Has anyone done any performance tuning on taps? I ...
# singer-taps
t
Has anyone done any performance tuning on taps? I have a table in MySQL with 1M rows in it. Dumping that to a text file with the MySQL CLI tool takes about 3 seconds. Running the tap manually (e.g. tap-mysql -c config.json --catalog ...) and piping the output to a file take 2.5 minutes. 😮 I profiled the tap with cProfile and 40% of the time is in cursors.fetchone and 30% of the time is in messages.write_message. I know next to nothing about Python though, so... I don't have any idea how to optimize any of that. I think I know enough about Meltano to dump the table manually, load it, and set the right state in the meltano.db, but... that's a little scary.
t
@visch has done quite a bit I think
t
Thanks. I was able to improve the performance of the tap by about 30% by using cursor.fetchmany instead of cursor.fetchone. I got a bit more improvement by switching to a newer version of Pipelinewise's support lib, which uses a different JSON library that's faster. Cutting the runtime almost by half feels good but it's still not even close to what's necessary for moving large tables. 😞 So now I guess I understand why PW built the "fast sync" thing. Ultimately I don't think I have much choice but to dump the tables to CSV with other tools and fake the state data so Meltano can handle incremental loads after that. 😕
v
I haven't done it specifically with that tap, but yes. There's a good writeup by Edgar on sdk.meltano.com on how to look into performance When looking at the execution time for me it has came down to the per record processing time, unfortunately it's not the network stack as you'd expect. Almost always disabling json schema validation, got me faster than the network. If network is extremely fast between the two you'll have issues. Batch works by making the number of ops python has to do much less and by allowing your target to do some optimizing for you. If you are after a 2-4x speed boost and that's enough, looking at pypy might be interesting I haven't looked myself!

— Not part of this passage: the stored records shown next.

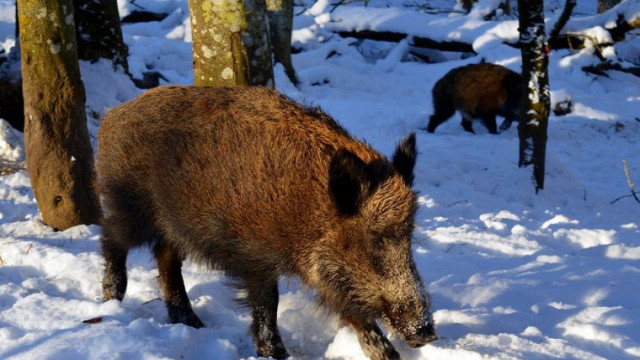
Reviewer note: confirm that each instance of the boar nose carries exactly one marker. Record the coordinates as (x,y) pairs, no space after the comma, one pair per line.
(423,335)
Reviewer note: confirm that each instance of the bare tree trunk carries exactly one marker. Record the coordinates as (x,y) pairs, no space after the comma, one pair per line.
(98,32)
(280,26)
(604,5)
(564,17)
(58,151)
(230,43)
(532,129)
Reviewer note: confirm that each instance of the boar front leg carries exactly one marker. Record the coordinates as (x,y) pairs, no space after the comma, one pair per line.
(490,123)
(374,344)
(175,295)
(263,299)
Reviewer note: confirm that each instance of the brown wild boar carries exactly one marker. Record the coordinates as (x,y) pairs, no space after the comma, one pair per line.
(246,181)
(477,91)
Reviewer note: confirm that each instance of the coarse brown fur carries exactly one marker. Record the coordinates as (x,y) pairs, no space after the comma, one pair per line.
(247,181)
(477,91)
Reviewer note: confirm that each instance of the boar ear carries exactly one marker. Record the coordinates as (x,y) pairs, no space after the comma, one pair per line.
(347,174)
(404,158)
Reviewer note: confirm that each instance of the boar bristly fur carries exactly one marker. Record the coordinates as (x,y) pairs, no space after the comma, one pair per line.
(477,91)
(246,181)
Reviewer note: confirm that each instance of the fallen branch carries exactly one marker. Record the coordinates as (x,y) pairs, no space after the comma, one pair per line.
(629,181)
(634,194)
(417,41)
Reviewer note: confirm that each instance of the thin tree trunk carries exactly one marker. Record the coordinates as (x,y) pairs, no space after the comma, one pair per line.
(532,129)
(564,17)
(58,151)
(230,43)
(98,32)
(280,14)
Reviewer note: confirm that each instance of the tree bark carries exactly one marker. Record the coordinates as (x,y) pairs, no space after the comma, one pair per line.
(58,152)
(230,43)
(564,17)
(532,128)
(280,14)
(98,32)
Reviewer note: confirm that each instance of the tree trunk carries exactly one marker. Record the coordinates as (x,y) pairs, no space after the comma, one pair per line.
(230,43)
(604,5)
(58,151)
(280,26)
(532,129)
(98,32)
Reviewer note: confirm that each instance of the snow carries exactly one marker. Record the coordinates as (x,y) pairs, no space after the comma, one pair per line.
(512,274)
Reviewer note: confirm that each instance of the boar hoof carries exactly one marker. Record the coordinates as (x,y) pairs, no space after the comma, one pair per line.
(275,351)
(181,316)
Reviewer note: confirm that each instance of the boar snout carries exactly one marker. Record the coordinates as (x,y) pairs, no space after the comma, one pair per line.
(414,325)
(423,335)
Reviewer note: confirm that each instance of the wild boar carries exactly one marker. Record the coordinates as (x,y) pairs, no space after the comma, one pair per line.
(477,91)
(246,181)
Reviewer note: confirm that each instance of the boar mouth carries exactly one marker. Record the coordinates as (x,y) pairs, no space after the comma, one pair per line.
(414,333)
(421,337)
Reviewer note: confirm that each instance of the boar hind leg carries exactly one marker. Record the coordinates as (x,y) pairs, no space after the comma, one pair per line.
(114,282)
(374,344)
(263,300)
(466,123)
(490,123)
(175,295)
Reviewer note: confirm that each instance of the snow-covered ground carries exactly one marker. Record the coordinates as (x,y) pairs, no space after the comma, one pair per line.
(512,274)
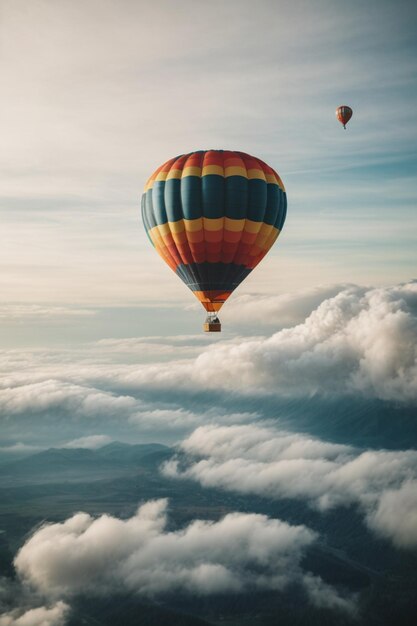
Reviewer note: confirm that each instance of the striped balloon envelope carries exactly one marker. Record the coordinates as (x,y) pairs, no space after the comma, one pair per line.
(212,216)
(343,114)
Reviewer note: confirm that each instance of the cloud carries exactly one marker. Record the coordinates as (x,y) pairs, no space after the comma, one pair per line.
(264,461)
(19,447)
(91,442)
(395,516)
(36,312)
(98,555)
(286,309)
(55,395)
(54,615)
(357,342)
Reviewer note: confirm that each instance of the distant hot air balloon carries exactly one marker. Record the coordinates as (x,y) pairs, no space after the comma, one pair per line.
(343,114)
(212,215)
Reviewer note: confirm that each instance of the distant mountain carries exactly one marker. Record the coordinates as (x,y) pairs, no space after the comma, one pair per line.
(127,610)
(79,463)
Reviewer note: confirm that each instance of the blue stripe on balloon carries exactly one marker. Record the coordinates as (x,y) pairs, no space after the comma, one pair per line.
(158,201)
(236,197)
(212,187)
(257,199)
(191,197)
(173,204)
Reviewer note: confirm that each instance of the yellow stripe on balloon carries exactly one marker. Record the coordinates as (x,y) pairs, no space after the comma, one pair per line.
(161,176)
(174,174)
(177,227)
(254,173)
(213,169)
(252,227)
(192,170)
(235,170)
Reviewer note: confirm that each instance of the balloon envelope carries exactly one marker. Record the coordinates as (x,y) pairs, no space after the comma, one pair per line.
(343,114)
(212,216)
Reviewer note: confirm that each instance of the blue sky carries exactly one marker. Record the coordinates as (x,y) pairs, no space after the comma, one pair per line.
(100,93)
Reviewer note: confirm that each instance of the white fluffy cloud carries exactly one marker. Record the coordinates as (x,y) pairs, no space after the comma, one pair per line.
(236,553)
(56,395)
(41,616)
(91,442)
(264,461)
(286,309)
(359,341)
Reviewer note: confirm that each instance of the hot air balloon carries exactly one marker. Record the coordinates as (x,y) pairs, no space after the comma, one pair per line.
(212,215)
(343,114)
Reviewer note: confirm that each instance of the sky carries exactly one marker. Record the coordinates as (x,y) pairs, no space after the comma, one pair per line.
(100,93)
(100,341)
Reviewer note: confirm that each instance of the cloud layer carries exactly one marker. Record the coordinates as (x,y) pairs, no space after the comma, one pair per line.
(235,554)
(40,616)
(358,341)
(259,460)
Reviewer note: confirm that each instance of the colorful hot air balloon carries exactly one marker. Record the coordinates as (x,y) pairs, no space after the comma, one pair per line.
(212,215)
(343,114)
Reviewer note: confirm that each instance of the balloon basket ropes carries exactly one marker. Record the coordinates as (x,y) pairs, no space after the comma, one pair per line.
(212,324)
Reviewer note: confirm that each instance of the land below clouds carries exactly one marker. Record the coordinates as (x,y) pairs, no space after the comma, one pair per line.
(52,484)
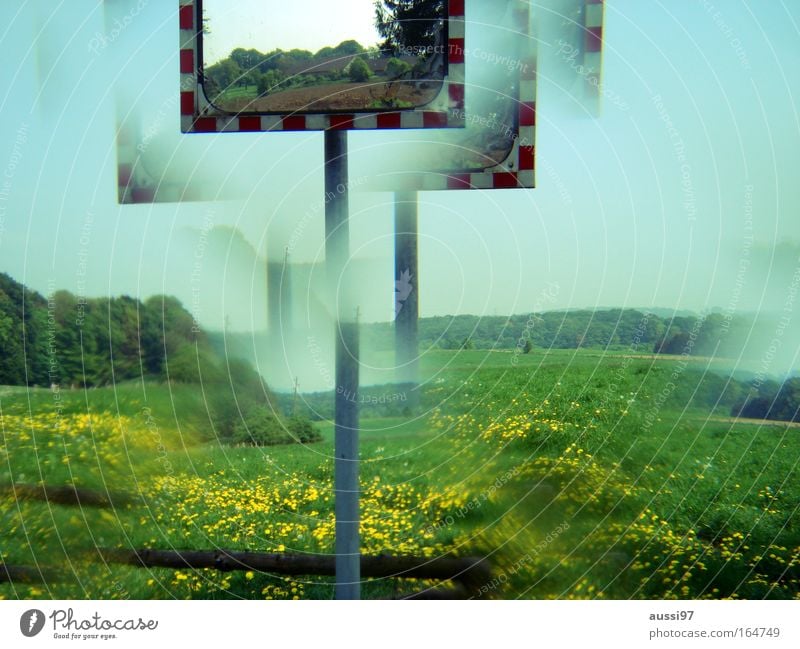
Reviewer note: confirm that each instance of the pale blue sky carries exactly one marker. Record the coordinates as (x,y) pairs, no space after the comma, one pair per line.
(608,223)
(287,25)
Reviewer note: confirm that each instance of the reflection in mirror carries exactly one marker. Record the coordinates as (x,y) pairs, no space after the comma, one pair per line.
(318,56)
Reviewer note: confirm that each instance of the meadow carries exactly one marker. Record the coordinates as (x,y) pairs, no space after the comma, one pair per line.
(577,473)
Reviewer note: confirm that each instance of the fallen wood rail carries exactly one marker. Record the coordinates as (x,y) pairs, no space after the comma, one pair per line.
(66,495)
(27,574)
(469,572)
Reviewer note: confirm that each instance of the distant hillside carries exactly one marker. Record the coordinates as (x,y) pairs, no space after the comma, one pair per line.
(67,340)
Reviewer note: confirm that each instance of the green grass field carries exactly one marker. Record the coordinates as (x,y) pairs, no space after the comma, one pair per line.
(579,474)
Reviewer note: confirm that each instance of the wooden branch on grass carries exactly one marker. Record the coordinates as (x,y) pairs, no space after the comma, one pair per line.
(65,495)
(470,572)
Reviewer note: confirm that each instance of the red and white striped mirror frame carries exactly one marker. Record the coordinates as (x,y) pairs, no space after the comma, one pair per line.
(518,170)
(198,115)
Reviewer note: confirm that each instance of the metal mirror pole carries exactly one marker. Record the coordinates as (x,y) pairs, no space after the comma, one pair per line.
(337,251)
(406,277)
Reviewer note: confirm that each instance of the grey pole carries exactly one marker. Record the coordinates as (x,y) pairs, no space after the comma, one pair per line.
(337,251)
(406,275)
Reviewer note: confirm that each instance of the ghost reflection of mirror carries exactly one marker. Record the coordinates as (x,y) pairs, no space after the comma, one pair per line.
(319,56)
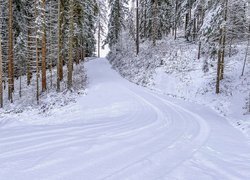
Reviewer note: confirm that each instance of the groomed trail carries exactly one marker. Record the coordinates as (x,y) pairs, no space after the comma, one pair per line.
(123,131)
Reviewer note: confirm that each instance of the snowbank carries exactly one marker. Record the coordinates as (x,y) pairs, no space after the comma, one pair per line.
(173,68)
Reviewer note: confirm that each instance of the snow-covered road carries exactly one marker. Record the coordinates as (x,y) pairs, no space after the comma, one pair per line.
(123,131)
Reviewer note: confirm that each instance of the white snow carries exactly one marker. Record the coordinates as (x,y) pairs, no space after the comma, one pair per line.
(123,131)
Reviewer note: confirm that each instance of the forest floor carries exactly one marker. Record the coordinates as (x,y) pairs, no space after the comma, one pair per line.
(123,131)
(172,68)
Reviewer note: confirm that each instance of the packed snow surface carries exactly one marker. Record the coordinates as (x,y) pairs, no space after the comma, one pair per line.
(123,131)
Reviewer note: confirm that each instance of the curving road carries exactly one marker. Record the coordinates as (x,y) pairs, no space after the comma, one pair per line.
(123,131)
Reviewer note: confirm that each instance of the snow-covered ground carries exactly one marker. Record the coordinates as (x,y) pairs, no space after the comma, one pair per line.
(26,106)
(123,131)
(172,68)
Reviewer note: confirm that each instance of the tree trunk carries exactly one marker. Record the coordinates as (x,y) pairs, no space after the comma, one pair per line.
(10,54)
(71,39)
(224,41)
(246,54)
(37,64)
(219,64)
(29,56)
(44,84)
(99,37)
(1,72)
(199,51)
(175,23)
(137,27)
(154,23)
(60,45)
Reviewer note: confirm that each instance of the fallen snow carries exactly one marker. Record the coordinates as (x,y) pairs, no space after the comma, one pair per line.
(172,68)
(123,131)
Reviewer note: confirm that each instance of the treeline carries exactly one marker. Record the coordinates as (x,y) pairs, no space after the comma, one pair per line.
(214,25)
(38,35)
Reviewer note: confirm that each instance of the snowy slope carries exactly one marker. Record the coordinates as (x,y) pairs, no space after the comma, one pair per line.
(123,131)
(172,68)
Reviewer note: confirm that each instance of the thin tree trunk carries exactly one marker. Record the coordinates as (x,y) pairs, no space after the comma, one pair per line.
(20,85)
(10,54)
(50,50)
(219,64)
(44,84)
(1,72)
(71,39)
(175,23)
(137,27)
(29,55)
(199,51)
(246,54)
(99,37)
(37,64)
(224,41)
(154,29)
(60,45)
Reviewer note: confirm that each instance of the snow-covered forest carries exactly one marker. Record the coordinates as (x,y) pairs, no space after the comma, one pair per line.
(171,99)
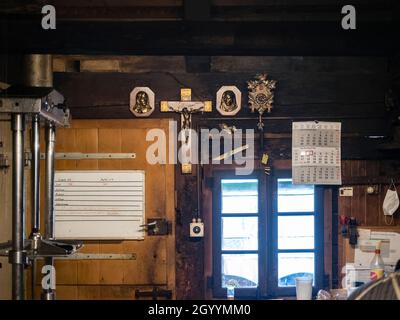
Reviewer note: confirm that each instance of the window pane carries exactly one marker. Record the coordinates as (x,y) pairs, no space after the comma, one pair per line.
(293,265)
(239,195)
(295,232)
(240,233)
(295,198)
(242,269)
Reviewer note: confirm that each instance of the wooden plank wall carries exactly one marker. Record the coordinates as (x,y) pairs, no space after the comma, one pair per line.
(367,209)
(155,263)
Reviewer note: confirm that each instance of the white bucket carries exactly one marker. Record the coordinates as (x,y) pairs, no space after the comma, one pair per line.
(304,288)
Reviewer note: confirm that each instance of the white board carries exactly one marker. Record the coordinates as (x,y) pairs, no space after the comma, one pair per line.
(99,204)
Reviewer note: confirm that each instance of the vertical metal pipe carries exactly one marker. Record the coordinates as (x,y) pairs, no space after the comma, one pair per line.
(50,137)
(35,194)
(18,208)
(35,174)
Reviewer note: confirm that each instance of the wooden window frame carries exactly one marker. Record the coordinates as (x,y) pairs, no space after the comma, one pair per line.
(267,233)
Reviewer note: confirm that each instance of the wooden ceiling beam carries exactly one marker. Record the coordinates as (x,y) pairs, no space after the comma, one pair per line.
(197,38)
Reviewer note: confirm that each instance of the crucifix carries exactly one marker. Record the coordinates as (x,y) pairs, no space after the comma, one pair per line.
(186,107)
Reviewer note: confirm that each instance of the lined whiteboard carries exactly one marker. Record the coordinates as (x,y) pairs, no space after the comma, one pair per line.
(99,204)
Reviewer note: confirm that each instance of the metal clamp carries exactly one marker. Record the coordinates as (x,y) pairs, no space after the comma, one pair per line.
(18,257)
(157,227)
(154,294)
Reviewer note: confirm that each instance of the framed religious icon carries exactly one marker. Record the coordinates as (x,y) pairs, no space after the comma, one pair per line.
(142,101)
(229,100)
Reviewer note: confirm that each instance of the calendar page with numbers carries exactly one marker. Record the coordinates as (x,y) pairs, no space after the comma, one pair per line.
(316,153)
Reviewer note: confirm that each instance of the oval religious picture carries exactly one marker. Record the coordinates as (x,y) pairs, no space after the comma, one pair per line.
(142,101)
(229,100)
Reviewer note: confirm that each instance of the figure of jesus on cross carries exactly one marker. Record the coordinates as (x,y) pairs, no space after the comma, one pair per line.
(186,107)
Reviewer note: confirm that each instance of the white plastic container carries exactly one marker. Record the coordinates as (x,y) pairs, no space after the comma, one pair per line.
(304,288)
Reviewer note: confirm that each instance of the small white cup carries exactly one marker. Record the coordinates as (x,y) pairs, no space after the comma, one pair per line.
(303,288)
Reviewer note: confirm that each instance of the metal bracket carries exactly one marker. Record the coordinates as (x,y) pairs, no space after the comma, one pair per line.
(154,294)
(158,227)
(100,256)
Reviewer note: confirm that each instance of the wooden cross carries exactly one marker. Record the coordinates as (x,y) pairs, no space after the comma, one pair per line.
(186,107)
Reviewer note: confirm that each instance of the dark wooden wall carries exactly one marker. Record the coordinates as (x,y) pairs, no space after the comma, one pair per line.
(347,89)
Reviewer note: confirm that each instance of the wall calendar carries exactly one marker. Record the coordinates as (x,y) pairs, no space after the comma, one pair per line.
(316,153)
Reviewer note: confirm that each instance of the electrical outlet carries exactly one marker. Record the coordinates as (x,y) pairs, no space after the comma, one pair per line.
(196,228)
(346,192)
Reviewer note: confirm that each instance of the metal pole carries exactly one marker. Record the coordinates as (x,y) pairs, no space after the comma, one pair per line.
(35,194)
(35,174)
(17,255)
(50,137)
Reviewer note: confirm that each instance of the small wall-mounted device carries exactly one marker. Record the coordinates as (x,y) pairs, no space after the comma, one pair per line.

Few other tricks I've used is testing to see whether it's the tap or target slowing you down by passing a file into the target directly. You can also try a queue between the two systems that's been nice for me as if the queue starts piling up between the tap and target I know my issue with slowness is the target
Generally my slowness has been target based but for full db pulls most people have gone with batch I just haven't needed to fwiw
t
Thanks @visch. My issue is definitely the tap. I've been testing by running the tap directly, in fact, so there's no target (or even Meltano) involved. Can you say more about disabling schema validation? I think I've seen options for that in targets but not in taps. (And I'm not sure it makes any sense there...)
v
Instead of starting at json validation definitely start at something like https://sdk.meltano.com/en/latest/dev_guide.html#testing-performance so you know it's actually a problem that's slowing you down
Gains may vary as it really depends on the usage pattern 🤷 for you the batch stuff from pipeline wise already works so you might want to go there but if you want to look at performance stuff I'd do what I just posted
t
I've been using cProfile to profile the tap and snakeviz to view the results. That's where I got the numbers in my original comment about 40% of the time being in fetchone and 30% of the time being in write_messages. 😉 Which is fairly logical, really... reading results from the DB and formatting them into the singer format should be most what the tap does. It's just too damn slow about it all to be practical for large tables, apparently. 🤷🏻 At this point I'm guessing that's a Python problem given what I've read about special C libraries for speeding up JSON formatting in Python. Thankfully this is only a problem for us for initial loads so I think I can work around it. I do have to imagine this is a blocker for anyone with high change volume though.